Hacker News

The queuing discipline used by default (pfifo_fast) is barely more than 3 FIFO queues bundled together. The 3 queues allow for a barest minimum semblance of prioritisation of traffic, where Queue 0 > 1 > 2, and you can tweak some tcp parameters to have your traffic land in certain queues. If there's something in queue 0 it must be processed first before anything in queue 1 gets touched etc.

Those queues operate purely head-of-queue basis. If what is at the top of the queue 0 is blocked in any way, the whole queue behind it gets stuck, regardless of if it is talking to the same destination, or a completely different one.

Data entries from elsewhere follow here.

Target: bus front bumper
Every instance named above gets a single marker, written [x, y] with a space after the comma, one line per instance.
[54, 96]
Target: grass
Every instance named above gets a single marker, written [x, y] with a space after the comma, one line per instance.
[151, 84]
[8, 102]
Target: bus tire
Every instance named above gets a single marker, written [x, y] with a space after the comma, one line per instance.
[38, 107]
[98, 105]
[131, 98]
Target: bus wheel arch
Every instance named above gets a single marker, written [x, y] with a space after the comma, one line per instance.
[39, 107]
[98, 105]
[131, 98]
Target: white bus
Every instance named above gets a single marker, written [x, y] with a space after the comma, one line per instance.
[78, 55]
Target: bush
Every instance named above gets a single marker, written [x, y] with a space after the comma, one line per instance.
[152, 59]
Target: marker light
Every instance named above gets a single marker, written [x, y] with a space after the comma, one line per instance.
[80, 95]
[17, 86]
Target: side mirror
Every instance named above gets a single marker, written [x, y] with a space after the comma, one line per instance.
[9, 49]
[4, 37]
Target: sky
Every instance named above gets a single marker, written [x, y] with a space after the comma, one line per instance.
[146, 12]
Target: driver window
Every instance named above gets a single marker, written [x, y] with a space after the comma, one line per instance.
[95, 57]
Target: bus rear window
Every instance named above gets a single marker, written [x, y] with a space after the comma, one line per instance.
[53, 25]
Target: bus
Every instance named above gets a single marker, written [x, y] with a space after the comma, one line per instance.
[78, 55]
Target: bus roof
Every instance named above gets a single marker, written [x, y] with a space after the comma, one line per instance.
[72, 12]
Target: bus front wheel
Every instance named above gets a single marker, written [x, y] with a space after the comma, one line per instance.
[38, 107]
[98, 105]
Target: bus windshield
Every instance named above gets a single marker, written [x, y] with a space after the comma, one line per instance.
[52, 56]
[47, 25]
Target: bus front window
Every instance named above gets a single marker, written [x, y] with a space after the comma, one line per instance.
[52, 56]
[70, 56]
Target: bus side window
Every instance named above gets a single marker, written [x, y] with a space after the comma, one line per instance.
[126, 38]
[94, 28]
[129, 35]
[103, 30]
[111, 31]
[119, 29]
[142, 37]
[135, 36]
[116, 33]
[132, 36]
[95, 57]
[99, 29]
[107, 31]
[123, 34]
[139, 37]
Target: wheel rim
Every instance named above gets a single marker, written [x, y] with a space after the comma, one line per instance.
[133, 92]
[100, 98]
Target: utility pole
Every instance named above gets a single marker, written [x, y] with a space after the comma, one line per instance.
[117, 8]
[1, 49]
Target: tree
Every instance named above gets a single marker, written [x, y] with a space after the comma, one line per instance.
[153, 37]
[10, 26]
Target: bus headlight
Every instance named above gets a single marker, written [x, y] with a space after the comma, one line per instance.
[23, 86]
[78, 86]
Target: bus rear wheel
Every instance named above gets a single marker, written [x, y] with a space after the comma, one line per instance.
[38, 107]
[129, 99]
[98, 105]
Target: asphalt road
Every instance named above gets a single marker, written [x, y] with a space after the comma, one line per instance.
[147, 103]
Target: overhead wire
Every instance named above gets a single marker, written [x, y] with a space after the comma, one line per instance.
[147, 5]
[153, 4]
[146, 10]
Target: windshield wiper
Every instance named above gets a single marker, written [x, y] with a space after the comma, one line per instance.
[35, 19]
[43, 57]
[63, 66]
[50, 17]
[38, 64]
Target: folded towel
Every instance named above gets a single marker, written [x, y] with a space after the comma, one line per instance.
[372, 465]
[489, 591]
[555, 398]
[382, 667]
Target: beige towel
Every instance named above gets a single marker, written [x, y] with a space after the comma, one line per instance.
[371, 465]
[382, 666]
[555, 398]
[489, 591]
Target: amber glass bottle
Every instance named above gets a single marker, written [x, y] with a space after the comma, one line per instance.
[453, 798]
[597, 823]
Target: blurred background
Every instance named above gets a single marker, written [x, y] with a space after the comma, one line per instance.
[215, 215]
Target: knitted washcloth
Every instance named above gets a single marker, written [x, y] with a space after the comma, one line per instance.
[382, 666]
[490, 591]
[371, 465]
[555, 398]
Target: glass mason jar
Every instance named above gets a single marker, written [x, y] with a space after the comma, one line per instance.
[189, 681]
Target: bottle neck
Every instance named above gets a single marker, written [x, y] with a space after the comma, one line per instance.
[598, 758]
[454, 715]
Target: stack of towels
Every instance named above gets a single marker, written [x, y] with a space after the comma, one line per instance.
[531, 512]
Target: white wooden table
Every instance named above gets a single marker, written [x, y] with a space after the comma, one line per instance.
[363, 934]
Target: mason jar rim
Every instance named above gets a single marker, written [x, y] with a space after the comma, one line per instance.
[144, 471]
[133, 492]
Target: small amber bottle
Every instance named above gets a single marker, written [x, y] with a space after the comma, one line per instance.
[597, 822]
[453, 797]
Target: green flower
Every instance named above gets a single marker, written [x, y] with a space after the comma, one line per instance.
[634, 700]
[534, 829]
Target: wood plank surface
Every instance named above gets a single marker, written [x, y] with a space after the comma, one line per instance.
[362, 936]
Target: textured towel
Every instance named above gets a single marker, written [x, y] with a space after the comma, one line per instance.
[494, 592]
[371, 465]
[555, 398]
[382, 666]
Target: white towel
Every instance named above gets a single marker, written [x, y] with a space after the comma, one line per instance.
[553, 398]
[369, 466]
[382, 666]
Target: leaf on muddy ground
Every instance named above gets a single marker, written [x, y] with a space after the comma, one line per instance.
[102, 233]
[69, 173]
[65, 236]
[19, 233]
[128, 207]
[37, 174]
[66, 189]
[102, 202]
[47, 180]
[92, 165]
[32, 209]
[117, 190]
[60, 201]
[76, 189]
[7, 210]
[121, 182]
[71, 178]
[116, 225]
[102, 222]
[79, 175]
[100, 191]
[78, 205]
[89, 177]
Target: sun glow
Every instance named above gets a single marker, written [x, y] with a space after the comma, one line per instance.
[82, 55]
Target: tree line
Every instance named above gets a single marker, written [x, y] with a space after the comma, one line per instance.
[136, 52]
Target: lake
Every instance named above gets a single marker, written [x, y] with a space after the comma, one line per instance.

I've seen situations where a glitching network card caused some serious knock on impacts across a whole cluster, because the card would hang or packets would drop, and that would end up blocking the qdisc on a completely healthy host that was in the middle of talking to it, which would have impacts on any other host that happened to be talking to that healthy host. A tiny glitch caused much wider impacts than you'd expect.

The same kind of effect would happen from a VM that went through live migration. The tiny, brief pause would cause a spike of latency all over the place.

There are classful alternatives like fq_codel that can be used, that can mitigate some fo this, but you do have to pay a small amount of processing overhead on every packet, because now you have a queuing discipline that actually needs to track some semblance of state.